1. SP模块集成到YOLOv11的C3K2模块模块中:YOLOv11的C3K2模块模块旨在通过多层卷积和池化操作提取图像中的多尺度特征。我们可以在C3K2模块的某些卷积层后插入SP模块,以优化特征信息的筛选。
2. SP模块集成到YOLOv11的backbone中: 将SP添加到YOLOv11backbone中的SPPF模块之前,增强SPPF模块的全局上下文信息。
3. 空间池化模块StripPooling (SP) 代码部分
import torch
from torch import nn
import torch.nn.functional as F
# from conv import Conv
# from block import C2f, C3k
from .conv import Conv
from .block import C2f, C3, Bottleneck
class StripPooling(nn.Module):
"""
Reference:(20, 12), nn.BatchNorm2d, {'mode': 'bilinear', 'align_corners': True}
"""
def __init__(self, in_channels, pool_size= (20, 12), norm_layer=nn.BatchNorm2d, up_kwargs={'mode': 'bilinear', 'align_corners': True}):
super(StripPooling, self).__init__()
self.pool1 = nn.AdaptiveAvgPool2d(pool_size[0])
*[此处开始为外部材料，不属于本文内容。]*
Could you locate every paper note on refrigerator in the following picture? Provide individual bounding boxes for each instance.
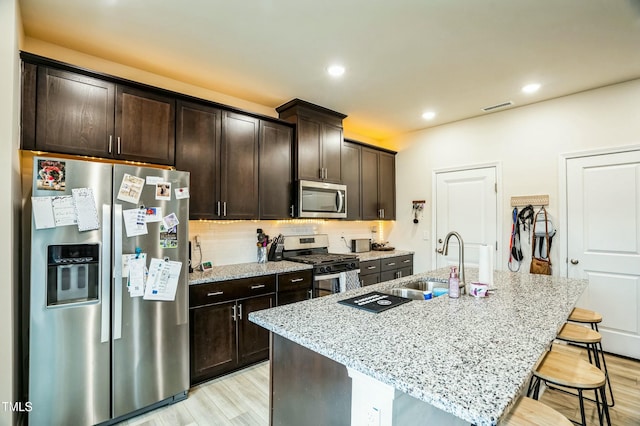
[51,195,78,226]
[123,254,147,297]
[117,173,145,204]
[122,209,148,238]
[71,188,100,231]
[31,197,56,229]
[144,258,182,301]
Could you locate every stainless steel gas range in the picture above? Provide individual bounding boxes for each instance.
[282,234,360,297]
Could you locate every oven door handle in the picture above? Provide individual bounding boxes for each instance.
[313,272,341,281]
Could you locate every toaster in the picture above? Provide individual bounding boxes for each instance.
[351,238,371,253]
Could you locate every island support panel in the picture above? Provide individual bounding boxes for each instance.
[270,333,351,426]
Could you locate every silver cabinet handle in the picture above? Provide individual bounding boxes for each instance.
[113,204,122,340]
[100,204,110,343]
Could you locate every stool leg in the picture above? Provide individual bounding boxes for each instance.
[578,389,598,426]
[598,342,616,407]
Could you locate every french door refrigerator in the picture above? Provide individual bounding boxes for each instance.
[22,153,189,425]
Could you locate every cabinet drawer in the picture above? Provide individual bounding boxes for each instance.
[360,259,380,276]
[278,269,313,293]
[189,275,276,308]
[381,254,413,271]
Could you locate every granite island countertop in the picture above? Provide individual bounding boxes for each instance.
[249,268,587,425]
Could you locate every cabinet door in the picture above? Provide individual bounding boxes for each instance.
[220,112,259,219]
[190,301,238,384]
[296,116,322,180]
[259,121,293,219]
[342,141,362,220]
[115,86,176,166]
[362,148,380,220]
[320,123,343,183]
[35,67,115,157]
[176,101,222,219]
[237,294,275,365]
[378,152,396,220]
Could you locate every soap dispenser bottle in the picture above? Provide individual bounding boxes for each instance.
[449,266,460,299]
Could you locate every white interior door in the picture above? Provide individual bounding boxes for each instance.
[566,151,640,359]
[432,166,498,268]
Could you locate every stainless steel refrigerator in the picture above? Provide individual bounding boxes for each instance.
[22,152,189,425]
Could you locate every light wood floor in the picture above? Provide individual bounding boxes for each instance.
[120,344,640,426]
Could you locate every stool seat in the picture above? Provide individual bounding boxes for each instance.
[556,323,602,345]
[499,397,572,426]
[569,308,602,324]
[533,351,605,389]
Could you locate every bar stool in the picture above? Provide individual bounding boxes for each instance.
[568,308,602,331]
[556,322,615,407]
[527,351,611,426]
[499,396,572,426]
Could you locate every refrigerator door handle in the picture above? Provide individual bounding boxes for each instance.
[100,204,111,343]
[113,204,122,340]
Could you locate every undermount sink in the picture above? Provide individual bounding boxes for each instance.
[383,287,424,300]
[402,278,449,291]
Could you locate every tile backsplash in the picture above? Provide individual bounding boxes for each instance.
[189,220,394,265]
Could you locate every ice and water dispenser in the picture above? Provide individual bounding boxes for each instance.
[47,244,100,306]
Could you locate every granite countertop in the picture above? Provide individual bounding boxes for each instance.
[189,250,413,285]
[249,268,587,425]
[189,260,313,285]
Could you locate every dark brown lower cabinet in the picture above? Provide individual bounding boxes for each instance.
[189,276,275,385]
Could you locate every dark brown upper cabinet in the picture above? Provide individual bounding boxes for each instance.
[259,120,293,220]
[342,140,362,220]
[361,147,396,220]
[23,65,175,165]
[276,99,346,183]
[176,101,222,219]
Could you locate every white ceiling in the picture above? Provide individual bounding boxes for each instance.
[19,0,640,139]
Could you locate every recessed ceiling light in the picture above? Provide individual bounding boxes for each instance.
[522,83,540,93]
[327,65,344,77]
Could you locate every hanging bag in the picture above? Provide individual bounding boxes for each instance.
[529,206,551,275]
[507,207,522,272]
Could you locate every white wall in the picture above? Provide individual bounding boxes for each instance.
[189,219,393,266]
[389,80,640,273]
[0,0,21,425]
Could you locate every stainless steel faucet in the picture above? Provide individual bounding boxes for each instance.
[442,231,467,294]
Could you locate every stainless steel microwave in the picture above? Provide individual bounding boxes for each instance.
[297,180,347,219]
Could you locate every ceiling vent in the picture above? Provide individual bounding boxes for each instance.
[482,101,513,112]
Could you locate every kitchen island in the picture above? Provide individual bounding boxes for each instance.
[249,268,587,425]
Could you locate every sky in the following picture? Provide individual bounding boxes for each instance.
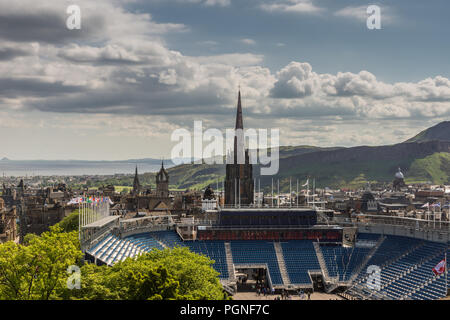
[0,0,450,160]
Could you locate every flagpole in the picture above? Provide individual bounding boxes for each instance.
[289,178,292,208]
[272,178,273,208]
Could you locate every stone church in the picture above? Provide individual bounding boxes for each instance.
[225,90,254,206]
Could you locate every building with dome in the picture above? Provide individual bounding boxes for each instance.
[392,168,406,191]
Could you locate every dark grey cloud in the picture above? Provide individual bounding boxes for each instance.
[0,10,105,44]
[0,48,32,61]
[0,78,85,99]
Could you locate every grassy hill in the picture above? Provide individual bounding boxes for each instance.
[405,121,450,142]
[87,121,450,191]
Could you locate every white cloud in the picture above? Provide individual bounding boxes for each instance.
[239,38,256,46]
[260,0,324,14]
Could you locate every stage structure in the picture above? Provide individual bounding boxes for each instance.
[69,196,119,251]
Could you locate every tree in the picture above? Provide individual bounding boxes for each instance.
[0,227,82,300]
[63,248,227,300]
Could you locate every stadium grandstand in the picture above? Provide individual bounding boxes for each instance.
[82,208,449,300]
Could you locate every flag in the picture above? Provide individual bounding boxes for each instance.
[433,259,446,275]
[431,202,441,208]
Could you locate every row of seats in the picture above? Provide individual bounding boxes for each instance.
[230,240,283,285]
[281,240,321,285]
[320,245,370,281]
[347,236,447,300]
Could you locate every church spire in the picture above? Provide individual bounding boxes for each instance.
[133,165,141,193]
[235,88,244,129]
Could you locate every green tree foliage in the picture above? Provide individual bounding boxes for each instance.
[0,227,82,300]
[64,248,227,300]
[0,225,227,300]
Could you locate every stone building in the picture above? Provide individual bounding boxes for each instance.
[120,163,172,212]
[225,90,254,205]
[0,198,17,243]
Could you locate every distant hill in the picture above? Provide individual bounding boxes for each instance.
[405,121,450,142]
[164,121,450,191]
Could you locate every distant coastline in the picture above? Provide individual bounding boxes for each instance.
[0,159,173,177]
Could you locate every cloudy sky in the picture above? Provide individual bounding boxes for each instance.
[0,0,450,160]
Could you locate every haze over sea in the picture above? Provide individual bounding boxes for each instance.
[0,160,173,176]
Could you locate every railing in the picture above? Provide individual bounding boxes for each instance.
[219,203,315,210]
[333,215,450,233]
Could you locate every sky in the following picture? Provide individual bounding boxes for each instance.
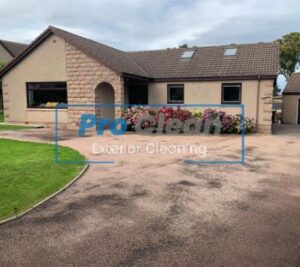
[0,0,300,51]
[0,0,300,90]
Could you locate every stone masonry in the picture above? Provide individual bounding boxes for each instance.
[257,81,274,134]
[66,42,124,129]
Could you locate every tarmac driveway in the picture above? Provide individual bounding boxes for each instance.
[0,130,300,266]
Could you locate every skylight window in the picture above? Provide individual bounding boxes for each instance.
[224,48,237,57]
[181,50,195,59]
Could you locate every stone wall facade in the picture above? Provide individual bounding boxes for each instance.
[257,80,274,134]
[66,42,124,129]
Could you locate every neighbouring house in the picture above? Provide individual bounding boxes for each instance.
[272,95,282,123]
[283,73,300,124]
[0,26,279,133]
[0,40,27,110]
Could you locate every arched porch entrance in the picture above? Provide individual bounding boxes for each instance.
[95,82,115,123]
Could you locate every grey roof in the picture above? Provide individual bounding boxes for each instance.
[130,43,279,79]
[0,40,27,57]
[0,26,279,80]
[283,73,300,94]
[49,26,149,77]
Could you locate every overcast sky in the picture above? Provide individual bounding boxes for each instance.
[0,0,300,50]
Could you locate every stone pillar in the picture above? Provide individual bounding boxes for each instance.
[257,80,274,134]
[1,83,9,121]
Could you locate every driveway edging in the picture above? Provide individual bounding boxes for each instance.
[0,163,89,225]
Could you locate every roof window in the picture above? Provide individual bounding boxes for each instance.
[224,48,237,57]
[181,50,195,59]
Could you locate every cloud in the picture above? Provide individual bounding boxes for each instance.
[0,0,300,50]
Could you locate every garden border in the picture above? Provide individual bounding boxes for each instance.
[0,163,89,225]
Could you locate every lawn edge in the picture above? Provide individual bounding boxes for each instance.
[0,163,89,225]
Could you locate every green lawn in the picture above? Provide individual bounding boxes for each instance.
[0,124,32,131]
[0,139,84,220]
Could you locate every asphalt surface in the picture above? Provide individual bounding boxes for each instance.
[0,130,300,266]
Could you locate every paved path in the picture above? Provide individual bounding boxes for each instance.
[0,129,300,266]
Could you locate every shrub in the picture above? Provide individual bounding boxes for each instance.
[122,106,156,131]
[197,109,255,134]
[122,106,254,134]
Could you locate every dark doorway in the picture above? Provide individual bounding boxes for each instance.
[298,99,300,124]
[125,78,148,105]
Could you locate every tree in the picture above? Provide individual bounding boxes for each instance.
[275,32,300,79]
[0,60,5,69]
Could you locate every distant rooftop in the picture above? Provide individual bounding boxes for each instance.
[0,40,27,57]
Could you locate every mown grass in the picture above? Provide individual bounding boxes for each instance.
[0,124,32,131]
[0,139,84,220]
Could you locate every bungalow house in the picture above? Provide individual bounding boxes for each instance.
[0,26,279,133]
[0,40,27,63]
[282,73,300,124]
[0,40,27,110]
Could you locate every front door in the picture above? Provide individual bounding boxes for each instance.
[298,99,300,124]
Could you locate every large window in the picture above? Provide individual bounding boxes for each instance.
[27,82,68,108]
[168,84,184,104]
[222,83,242,104]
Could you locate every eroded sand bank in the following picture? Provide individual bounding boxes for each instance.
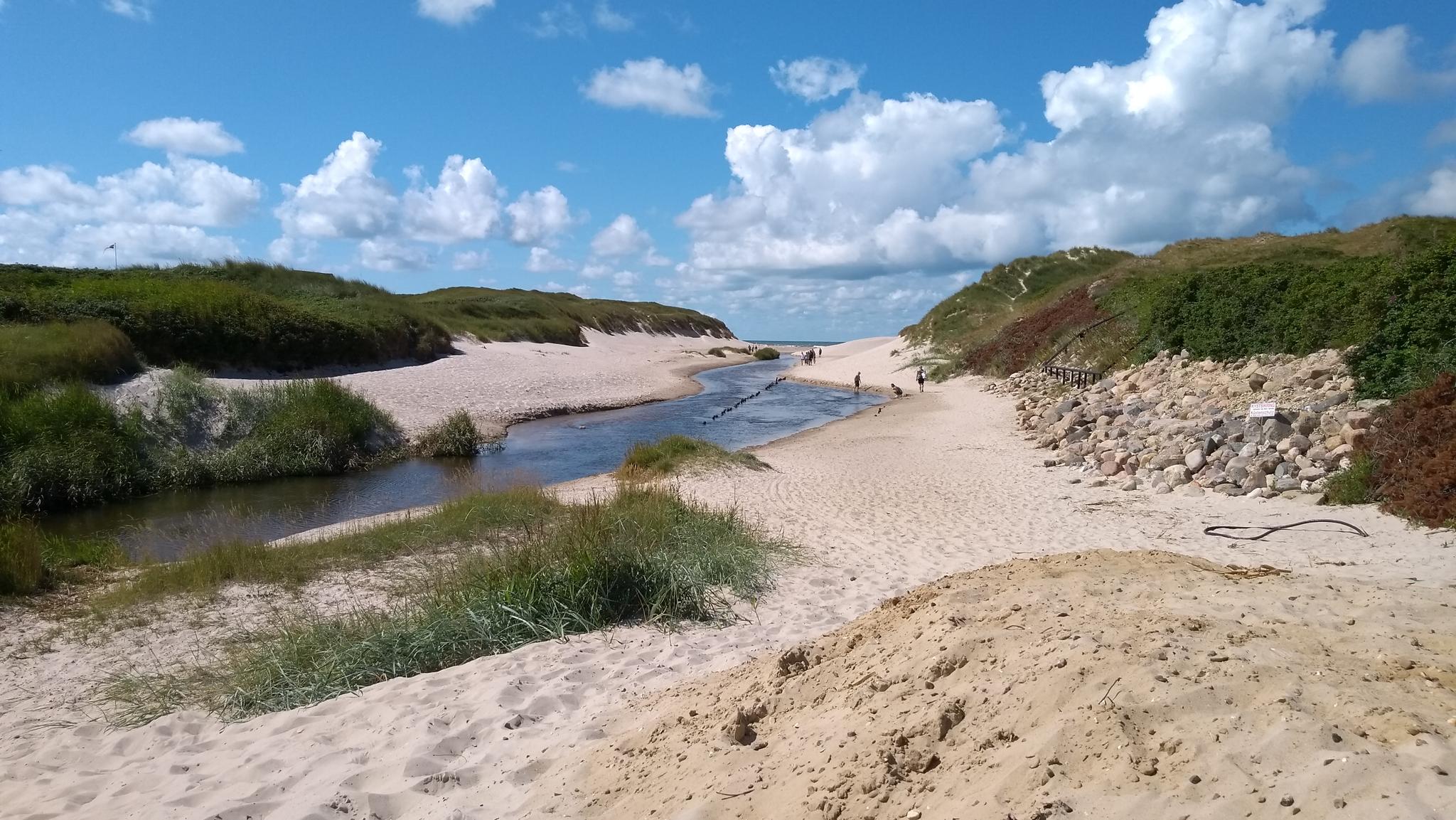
[0,341,1456,819]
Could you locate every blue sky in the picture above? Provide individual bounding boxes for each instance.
[0,0,1456,339]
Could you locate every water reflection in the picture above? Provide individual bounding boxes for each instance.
[43,360,884,559]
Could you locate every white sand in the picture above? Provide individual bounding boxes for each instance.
[0,341,1456,820]
[215,331,749,431]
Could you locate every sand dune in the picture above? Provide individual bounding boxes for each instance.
[0,351,1456,820]
[218,329,749,431]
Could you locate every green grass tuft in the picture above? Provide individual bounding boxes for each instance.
[617,434,769,481]
[0,520,127,596]
[0,319,141,393]
[103,488,792,724]
[411,409,485,459]
[93,488,560,613]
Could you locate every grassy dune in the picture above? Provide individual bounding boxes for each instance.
[103,486,792,724]
[617,434,767,481]
[0,262,729,378]
[903,217,1456,396]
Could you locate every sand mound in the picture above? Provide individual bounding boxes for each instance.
[570,550,1456,820]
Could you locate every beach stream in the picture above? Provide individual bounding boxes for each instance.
[42,358,884,560]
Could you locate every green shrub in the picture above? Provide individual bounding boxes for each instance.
[1145,260,1389,360]
[1325,453,1379,504]
[200,378,400,484]
[1349,243,1456,398]
[0,385,150,513]
[0,520,127,595]
[0,319,141,392]
[617,434,767,479]
[411,409,485,459]
[105,488,791,723]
self.pool2 = nn.AdaptiveAvgPool2d(pool_size[1])
self.pool3 = nn.AdaptiveAvgPool2d((1, None))
self.pool4 = nn.AdaptiveAvgPool2d((None, 1))
inter_channels = int(in_channels/4)
self.conv1_1 = nn.Sequential(nn.Conv2d(in_channels, inter_channels, 1, bias=False),
norm_layer(inter_channels),
nn.ReLU(True))
self.conv1_2 = nn.Sequential(nn.Conv2d(in_channels, inter_channels, 1, bias=False),
norm_layer(inter_channels),
nn.ReLU(True))
self.conv2_0 = nn.Sequential(nn.Conv2d(inter_channels, inter_channels, 3, 1, 1, bias=False),
norm_layer(inter_channels))
self.conv2_1 = nn.Sequential(nn.Conv2d(inter_channels, inter_channels, 3, 1, 1, bias=False),
norm_layer(inter_channels))
self.conv2_2 = nn.Sequential(nn.Conv2d(inter_channels, inter_channels, 3, 1, 1, bias=False),
norm_layer(inter_channels))
self.conv2_3 = nn.Sequential(nn.Conv2d(inter_channels, inter_channels, (1, 3), 1, (0, 1), bias=False),
norm_layer(inter_channels))
self.conv2_4 = nn.Sequential(nn.Conv2d(inter_channels, inter_channels, (3, 1), 1, (1, 0), bias=False),
norm_layer(inter_channels))
self.conv2_5 = nn.Sequential(nn.Conv2d(inter_channels, inter_channels, 3, 1, 1, bias=False),
norm_layer(inter_channels),
nn.ReLU(True))
self.conv2_6 = nn.Sequential(nn.Conv2d(inter_channels, inter_channels, 3, 1, 1, bias=False),
norm_layer(inter_channels),
nn.ReLU(True))
self.conv3 = nn.Sequential(nn.Conv2d(inter_channels*2, in_channels, 1, bias=False),
norm_layer(in_channels))
# bilinear interpolate options
self._up_kwargs = up_kwargs
def forward(self, x):
_, _, h, w = x.size()
x1 = self.conv1_1(x)
x2 = self.conv1_2(x)
x2_1 = self.conv2_0(x1)
x2_2 = F.interpolate(self.conv2_1(self.pool1(x1)), (h, w), **self._up_kwargs)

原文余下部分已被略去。